Our training speed on images is comparable to [OpenDiT](https://github.com/NUS-HPC-AI-Lab/OpenDiT), an project to accelerate DiT training. The training speed is measured on 8 H800 GPUs with batch size 128, image size 256x256.
| Model | Throughput (img/s/GPU) | Throughput (tokens/s/GPU) |
| -------- | ---------------------- | ------------------------- |
| DiT | 100 | 26k |
| OpenDiT | 175 | 45k |
| OpenSora | 175 | 45k |
## Efficient STDiT
Our STDiT adopts spatial-temporal attention to model the video data. Compared with directly applying full attention on DiT, our STDiT is more efficient as the number of frames increases. Our current framework only supports sequence parallelism for very long sequence.
The training speed is measured on 8 H800 GPUs with acceleration techniques applied, GC means gradient checkpointing. Both with T5 conditioning like PixArt.

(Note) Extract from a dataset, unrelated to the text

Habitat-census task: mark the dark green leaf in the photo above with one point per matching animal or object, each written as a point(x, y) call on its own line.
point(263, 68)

| Model | Setting | Throughput (sample/s/GPU) | Throughput (tokens/s/GPU) |
| ---------------- | -------------- | ------------------------- | ------------------------- |
| DiT | 16x256 (4k) | 7.20 | 29k |
| STDiT | 16x256 (4k) | 7.00 | 28k |
| DiT | 16x512 (16k) | 0.85 | 14k |
| STDiT | 16x512 (16k) | 1.45 | 23k |
| DiT (GC) | 64x512 (65k) | 0.08 | 5k |
| STDiT (GC) | 64x512 (65k) | 0.40 | 25k |
| STDiT (GC, sp=2) | 360x512 (370k) | 0.10 | 18k |
With a 4x downsampling in the temporal dimension with Video-VAE, an 24fps video has 450 frames. The gap between the speed of STDiT (28k tokens/s) and DiT on images (up to 45k tokens/s) mainly comes from the T5 and VAE encoding, and temperal attention.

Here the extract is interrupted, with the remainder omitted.